Postmaster General Louis DeJoy is still intent on messing with our U.S. Postal Service (USPS), permanently slowing down delivery of the mail, and undermining the one thing the agency is supposed to do: that whole “neither snow nor rain nor heat nor gloom of night stays these couriers from the swift completion of their appointed rounds” thing. What USPS has prioritized, however, is its covert operation—entitled Internet Covert Operations Program (subtle, huh)—revealed last month by Yahoo News.
Investigative reporter Jana Winter followed up that report this week with new disclosures, including that the “the program is much broader in scope than previously known and includes analysts who assume fake identities online, use sophisticated intelligence tools and employ facial recognition software.” It uses the controversial facial recognition technology Clearview AI to spy on Americans’ images scraped from social media posts.
The analysts searching social media posts use software called Nfusion, which lets users create and maintain untraceable and anonymous accounts on various social media sites. This allows them “to help identify unknown targets in an investigation or locate additional social media accounts for known individuals,” according to materials that Yahoo News has reviewed.
“The U.S. Postal Inspection Service appears to be putting significant resources into covert monitoring of social media and the creation and use of undercover accounts,” said Rachel Levinson-Waldman, deputy director of the Liberty & National Security Program of the Brennan Center for Justice. “If these efforts are directed toward surveilling lawful protesters, the public and Congress need to know why this is happening, under what authority and subject to what kinds of oversight and protections.”
Clearview AI has been credibly accused of attempting to skirt domestic privacy regulations in its service to American law enforcement agencies by opening subsidiaries in Panama and Singapore.
The Postal Inspection Service doesn’t see the problem, to say the least. “This review of publicly available open source information, including news reports and social media, is one piece of a comprehensive security and threat analysis, and the information obtained is the same information anyone can access as a private citizen,” a spokesperson told Yahoo News. “News report and social media listening activity helps protect the 644,000 men and women who work for the Postal Service by ensuring they are able to avoid potentially volatile situations while working to process and deliver the nation’s mail every day.”

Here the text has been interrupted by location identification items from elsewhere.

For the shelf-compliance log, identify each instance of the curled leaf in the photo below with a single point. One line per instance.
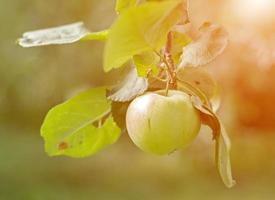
(146, 63)
(131, 87)
(212, 41)
(60, 35)
(119, 110)
(223, 145)
(199, 78)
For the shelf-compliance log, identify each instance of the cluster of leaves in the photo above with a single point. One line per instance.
(94, 119)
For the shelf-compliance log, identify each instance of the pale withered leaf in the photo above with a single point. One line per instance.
(60, 35)
(131, 87)
(199, 78)
(211, 42)
(223, 145)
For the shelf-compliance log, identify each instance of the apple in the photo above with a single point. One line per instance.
(161, 124)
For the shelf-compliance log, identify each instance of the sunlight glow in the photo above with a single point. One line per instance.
(254, 10)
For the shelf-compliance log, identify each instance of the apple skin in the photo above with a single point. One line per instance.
(161, 124)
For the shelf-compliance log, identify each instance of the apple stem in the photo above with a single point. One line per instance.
(168, 60)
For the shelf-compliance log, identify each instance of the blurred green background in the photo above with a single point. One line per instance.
(34, 80)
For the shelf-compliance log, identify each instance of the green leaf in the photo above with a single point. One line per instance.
(146, 62)
(140, 29)
(60, 35)
(124, 4)
(81, 126)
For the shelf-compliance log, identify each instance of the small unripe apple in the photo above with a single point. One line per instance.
(161, 124)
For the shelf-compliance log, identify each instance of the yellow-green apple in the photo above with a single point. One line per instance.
(161, 124)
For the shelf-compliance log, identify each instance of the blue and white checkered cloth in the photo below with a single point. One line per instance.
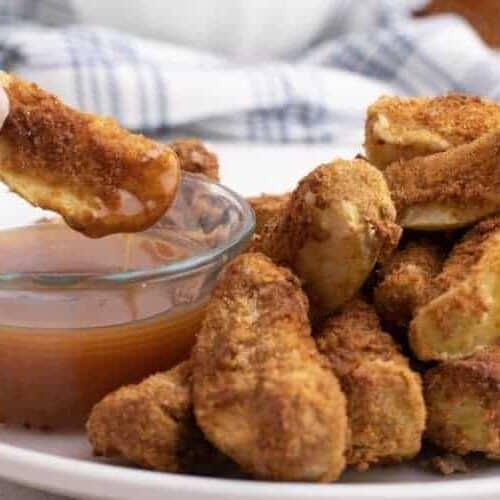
(320, 95)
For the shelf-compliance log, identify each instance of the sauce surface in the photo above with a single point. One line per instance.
(62, 348)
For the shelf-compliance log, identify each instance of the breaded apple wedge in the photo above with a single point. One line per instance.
(406, 280)
(385, 406)
(339, 222)
(401, 128)
(99, 177)
(448, 190)
(262, 393)
(463, 404)
(464, 313)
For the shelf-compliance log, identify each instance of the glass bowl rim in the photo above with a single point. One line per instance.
(175, 269)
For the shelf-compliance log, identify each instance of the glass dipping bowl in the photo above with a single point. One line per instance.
(72, 329)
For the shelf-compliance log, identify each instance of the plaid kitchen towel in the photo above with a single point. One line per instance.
(319, 95)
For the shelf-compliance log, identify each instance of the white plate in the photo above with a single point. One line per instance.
(62, 462)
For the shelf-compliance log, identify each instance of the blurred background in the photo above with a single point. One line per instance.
(260, 71)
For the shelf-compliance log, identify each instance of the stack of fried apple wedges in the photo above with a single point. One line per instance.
(363, 319)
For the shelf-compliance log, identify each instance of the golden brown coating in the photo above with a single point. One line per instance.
(401, 128)
(148, 423)
(267, 207)
(385, 405)
(406, 281)
(262, 393)
(463, 403)
(195, 158)
(339, 222)
(448, 190)
(152, 425)
(464, 312)
(99, 177)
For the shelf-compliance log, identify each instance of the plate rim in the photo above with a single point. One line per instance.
(16, 464)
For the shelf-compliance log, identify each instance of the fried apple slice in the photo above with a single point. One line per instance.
(406, 281)
(262, 393)
(385, 405)
(465, 313)
(151, 424)
(401, 128)
(463, 403)
(448, 190)
(99, 177)
(339, 222)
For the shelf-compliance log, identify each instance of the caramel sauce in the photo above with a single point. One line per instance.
(63, 347)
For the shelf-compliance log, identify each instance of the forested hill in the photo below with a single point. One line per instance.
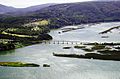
(72, 13)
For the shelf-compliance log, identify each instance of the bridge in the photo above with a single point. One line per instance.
(64, 42)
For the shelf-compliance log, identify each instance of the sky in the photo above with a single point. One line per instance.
(27, 3)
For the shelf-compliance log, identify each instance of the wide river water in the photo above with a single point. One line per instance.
(64, 68)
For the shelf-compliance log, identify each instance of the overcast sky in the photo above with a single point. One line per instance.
(26, 3)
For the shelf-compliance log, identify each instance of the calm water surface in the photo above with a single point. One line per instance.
(64, 68)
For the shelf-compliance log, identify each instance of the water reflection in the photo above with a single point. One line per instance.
(7, 52)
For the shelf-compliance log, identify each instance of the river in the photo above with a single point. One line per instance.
(63, 68)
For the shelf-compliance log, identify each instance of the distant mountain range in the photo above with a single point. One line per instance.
(7, 9)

But as Postal Police Officers Association (PPOA) national President Frank Albergo told Daily Kos last month, the actual protection of USPS employees doesn’t seem to be that high a priority.
Last year, DeJoy ordered the uniformed police force of the Postal Service to stop patrolling. The order was to “end all mail-protection and other law-enforcement activity away from the confines of postal real estate,” according to a complaint filed by the PPOA. Albergo sees that “as the first step to abolish the postal police force in its entirety.” He said that “in the absence of PPOs, all USPIS law enforcement functions will be performed by the predominantly white Postal Inspectors—at twice the cost. In other words, the Postal Service intends to replace lower paid Black and Brown employees with higher paid white employees.”
“It seems that the Inspection Service trusts its predominantly white criminal investigators with law enforcement authority which is ostensibly unbounded, but the opposite is true for the predominantly Black and Brown postal police officers,” Albergo told Daily Kos. “I would argue that PPOs are one of the most successful police forces in America insofar as respecting the rights of citizens. But that doesn’t seem to matter to the Agency. Our officers are the wrong color. It’s disgraceful.”
Respecting the rights of citizens seems not to be the top priority of DeJoy’s Postal Service. Neither does delivering the mail. Take this truly horrendous example: It lost the remains of a Holocaust survivor. Eugenie Yuspeh, on of the oldest survivors of the Holocaust, died at 97 in late April in Milwaukie. She was cremated on May 3, and on May 4 her son entrusted her remains to the USPS—the only delivery service that can legally ship cremated human remains. They were to be sent overnight to New Orleans, where the family was holding her funeral. Finally, on May 15—after the intervention of news outlets and members of Congress and postal service officials—the remains were delivered.
As of now, it doesn’t look like getting rid of DeJoy is the priority of the board of governors of the Postal Service, even with the new members appointed by President Biden now on board. Both the House and the Senate have introduced legislation to shore up the USPS’ finances.
That’s a start to restoring it, but it’s not enough. DeJoy’s plan to slow the mail has to be stopped. In fact, DeJoy has to be stopped. He needs to be fired.